One of the news stories on Friday mentioned that a new 'ribbon board' (which I presume is going to be similar to the one at LOS) was accounting for a chunk of the needed 'upkeep' for Conseco.
That's a lot different from the Okeson-touted picture of paint, wallpaper, flooring and other fixups. ...Not that I'm surprised...
Any body consider if even evrything they tell us is true, whihc I do not, they sure are not in need of the $10 million all at once.
Like I said, it's quite possible the money is being used to pay off that loan Mel Simon took out that Herb agreed to assume in his buy-out deal with his estate.
The point is they WERE lying. You can trade these calculations and theories back and forth forever. The bottom line is if it's too convoluted to be percieved by the average voter, then it's because they're hiding something. Call me beyond jaded or lacking in accounting & legal training and you'd be right. But, I'm highly versed in reading current events in government for some thirty years, and I am not the only one that smells a rat.
If the city and every other level of goverment can't figure-out that a growing segment of America want simple integrity in our elected officials, then I dearly hope we prove it to them in November. "Simple" as in the average citizen is going to have to understand their fiscal presentations, at least until trust is restored. "Integrity"as in stop telling us how you're going to buy votes and instead offer a future for our children and our old age by NOT buying our votes.
Governor Daniels' screw-ups have been well documented here.
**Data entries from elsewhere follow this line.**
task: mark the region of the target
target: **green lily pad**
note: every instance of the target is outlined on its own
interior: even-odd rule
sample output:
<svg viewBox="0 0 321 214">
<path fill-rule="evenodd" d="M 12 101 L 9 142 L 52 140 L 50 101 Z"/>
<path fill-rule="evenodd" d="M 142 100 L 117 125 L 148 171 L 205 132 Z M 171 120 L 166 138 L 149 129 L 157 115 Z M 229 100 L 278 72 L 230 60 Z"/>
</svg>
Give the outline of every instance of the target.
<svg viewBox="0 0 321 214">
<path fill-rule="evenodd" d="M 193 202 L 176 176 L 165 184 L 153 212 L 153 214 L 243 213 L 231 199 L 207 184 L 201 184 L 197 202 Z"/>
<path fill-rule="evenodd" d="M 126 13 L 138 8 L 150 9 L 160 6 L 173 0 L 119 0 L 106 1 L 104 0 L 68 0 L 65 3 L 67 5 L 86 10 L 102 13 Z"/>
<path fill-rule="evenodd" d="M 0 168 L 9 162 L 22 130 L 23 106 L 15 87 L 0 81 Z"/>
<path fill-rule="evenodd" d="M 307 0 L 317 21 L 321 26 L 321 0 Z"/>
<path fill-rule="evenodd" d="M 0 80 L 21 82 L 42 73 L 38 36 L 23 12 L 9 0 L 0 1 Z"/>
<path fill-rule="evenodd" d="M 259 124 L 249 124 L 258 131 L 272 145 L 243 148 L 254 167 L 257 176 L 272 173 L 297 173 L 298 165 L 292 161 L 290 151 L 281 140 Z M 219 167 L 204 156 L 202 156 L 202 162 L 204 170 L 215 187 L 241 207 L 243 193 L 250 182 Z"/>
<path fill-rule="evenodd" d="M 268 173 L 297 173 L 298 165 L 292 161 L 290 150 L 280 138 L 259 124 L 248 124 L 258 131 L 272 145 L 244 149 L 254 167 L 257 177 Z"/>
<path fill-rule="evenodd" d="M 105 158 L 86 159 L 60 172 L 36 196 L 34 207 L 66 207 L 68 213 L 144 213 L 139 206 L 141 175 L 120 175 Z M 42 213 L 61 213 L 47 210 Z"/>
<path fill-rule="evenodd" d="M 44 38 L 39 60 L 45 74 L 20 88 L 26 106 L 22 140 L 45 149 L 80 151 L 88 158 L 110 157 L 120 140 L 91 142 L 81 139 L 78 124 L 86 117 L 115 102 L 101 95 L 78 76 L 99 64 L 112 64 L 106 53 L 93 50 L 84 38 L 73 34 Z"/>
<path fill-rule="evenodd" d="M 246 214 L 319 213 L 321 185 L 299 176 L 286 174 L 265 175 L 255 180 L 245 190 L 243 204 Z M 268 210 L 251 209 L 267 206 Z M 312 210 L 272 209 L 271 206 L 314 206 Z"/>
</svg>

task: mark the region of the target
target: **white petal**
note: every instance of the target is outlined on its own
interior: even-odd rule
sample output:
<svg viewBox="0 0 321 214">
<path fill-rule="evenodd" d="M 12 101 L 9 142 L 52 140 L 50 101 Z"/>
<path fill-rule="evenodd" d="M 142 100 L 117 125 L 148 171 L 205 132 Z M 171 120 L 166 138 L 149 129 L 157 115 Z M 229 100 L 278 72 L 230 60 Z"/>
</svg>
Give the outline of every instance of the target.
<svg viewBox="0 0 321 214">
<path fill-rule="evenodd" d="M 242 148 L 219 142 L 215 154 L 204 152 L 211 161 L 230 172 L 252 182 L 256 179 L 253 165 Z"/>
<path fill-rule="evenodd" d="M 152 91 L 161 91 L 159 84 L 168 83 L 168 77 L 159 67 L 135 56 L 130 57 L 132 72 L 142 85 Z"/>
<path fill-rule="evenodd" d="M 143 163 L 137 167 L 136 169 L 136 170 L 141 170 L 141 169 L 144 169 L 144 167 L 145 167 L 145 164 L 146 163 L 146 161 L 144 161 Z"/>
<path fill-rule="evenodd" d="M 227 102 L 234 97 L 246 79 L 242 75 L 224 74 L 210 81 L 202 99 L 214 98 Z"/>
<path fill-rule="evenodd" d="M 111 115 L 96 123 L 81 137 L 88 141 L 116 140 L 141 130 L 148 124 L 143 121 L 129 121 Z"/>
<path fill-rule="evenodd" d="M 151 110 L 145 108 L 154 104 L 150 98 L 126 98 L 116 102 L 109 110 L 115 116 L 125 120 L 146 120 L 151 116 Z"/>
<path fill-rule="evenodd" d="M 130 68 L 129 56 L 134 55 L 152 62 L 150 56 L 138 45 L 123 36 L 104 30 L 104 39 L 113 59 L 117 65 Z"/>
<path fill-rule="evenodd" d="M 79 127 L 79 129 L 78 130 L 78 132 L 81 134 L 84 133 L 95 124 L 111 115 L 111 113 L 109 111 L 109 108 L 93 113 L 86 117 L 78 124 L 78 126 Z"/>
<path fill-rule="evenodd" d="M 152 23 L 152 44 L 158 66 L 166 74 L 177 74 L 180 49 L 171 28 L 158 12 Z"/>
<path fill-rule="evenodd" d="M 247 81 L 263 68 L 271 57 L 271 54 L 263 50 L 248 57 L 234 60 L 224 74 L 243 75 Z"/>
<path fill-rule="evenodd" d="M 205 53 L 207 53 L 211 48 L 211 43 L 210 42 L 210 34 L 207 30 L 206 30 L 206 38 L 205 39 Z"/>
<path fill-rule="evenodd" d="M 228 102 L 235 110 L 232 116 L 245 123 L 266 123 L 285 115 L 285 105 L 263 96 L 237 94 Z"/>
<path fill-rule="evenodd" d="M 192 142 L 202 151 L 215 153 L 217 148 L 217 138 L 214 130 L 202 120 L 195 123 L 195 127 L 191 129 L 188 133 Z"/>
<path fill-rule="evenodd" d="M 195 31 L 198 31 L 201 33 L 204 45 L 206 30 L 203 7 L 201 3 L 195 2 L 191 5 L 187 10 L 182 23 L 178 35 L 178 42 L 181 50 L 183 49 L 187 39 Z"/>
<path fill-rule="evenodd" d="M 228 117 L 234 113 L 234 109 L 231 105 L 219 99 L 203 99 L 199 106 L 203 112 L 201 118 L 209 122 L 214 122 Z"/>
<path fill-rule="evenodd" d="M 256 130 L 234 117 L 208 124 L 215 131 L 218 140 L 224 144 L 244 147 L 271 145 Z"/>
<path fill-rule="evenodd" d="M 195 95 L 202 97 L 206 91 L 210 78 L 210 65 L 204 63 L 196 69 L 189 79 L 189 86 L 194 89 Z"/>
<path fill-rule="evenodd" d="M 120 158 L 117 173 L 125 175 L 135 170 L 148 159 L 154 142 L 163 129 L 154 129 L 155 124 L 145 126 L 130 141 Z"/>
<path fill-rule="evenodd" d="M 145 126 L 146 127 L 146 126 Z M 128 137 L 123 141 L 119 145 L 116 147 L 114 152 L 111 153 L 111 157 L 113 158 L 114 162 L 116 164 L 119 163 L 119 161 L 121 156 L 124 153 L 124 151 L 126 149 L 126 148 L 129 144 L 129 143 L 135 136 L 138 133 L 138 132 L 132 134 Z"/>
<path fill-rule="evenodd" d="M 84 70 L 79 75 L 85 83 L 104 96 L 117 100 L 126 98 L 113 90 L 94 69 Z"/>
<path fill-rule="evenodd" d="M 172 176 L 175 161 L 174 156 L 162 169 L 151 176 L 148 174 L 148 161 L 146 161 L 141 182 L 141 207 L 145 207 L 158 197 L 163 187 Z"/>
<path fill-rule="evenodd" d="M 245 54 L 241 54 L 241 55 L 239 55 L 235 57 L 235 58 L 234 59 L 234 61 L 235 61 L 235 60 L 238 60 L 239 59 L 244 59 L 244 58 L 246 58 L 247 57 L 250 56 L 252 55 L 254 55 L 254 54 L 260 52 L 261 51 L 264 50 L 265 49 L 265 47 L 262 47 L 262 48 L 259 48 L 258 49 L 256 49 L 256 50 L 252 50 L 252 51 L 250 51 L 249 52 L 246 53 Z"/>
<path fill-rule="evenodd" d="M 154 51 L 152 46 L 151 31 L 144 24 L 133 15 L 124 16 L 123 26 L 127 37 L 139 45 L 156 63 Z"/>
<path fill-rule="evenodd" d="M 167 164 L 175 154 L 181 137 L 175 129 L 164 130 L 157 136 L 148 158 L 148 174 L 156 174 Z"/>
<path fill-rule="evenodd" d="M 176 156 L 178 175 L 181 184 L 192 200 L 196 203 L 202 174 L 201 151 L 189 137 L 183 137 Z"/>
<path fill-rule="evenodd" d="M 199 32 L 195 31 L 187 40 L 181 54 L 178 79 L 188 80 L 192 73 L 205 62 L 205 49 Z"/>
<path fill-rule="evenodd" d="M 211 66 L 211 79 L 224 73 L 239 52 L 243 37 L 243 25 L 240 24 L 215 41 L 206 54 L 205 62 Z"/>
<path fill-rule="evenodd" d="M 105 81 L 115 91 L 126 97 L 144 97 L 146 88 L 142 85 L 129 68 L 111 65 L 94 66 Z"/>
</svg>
But, I hear more candor on our national fiscal fragility from him than the average public servant. Can he or somebody else get elected with that candor, and not continuing to promise things that are unaffordable? We'll see. How possible is it in America to run on a "reality" platform? I'd love to see a Libertarian for Mayor take a crack at it here.
Lathrop claimed in her presentation at Friday's meeting that the CIB ended last year with $43 million cash on hand. Now there is no way that is possible unless the CIB totally lied about the $46 million deficit. Lathrop omits in her overview how much in debt that is past due that has been deferred indefinitely into the future, including a large loan owed to Circle Centre Mall investors.
Ready for that Libertarian mayor yet?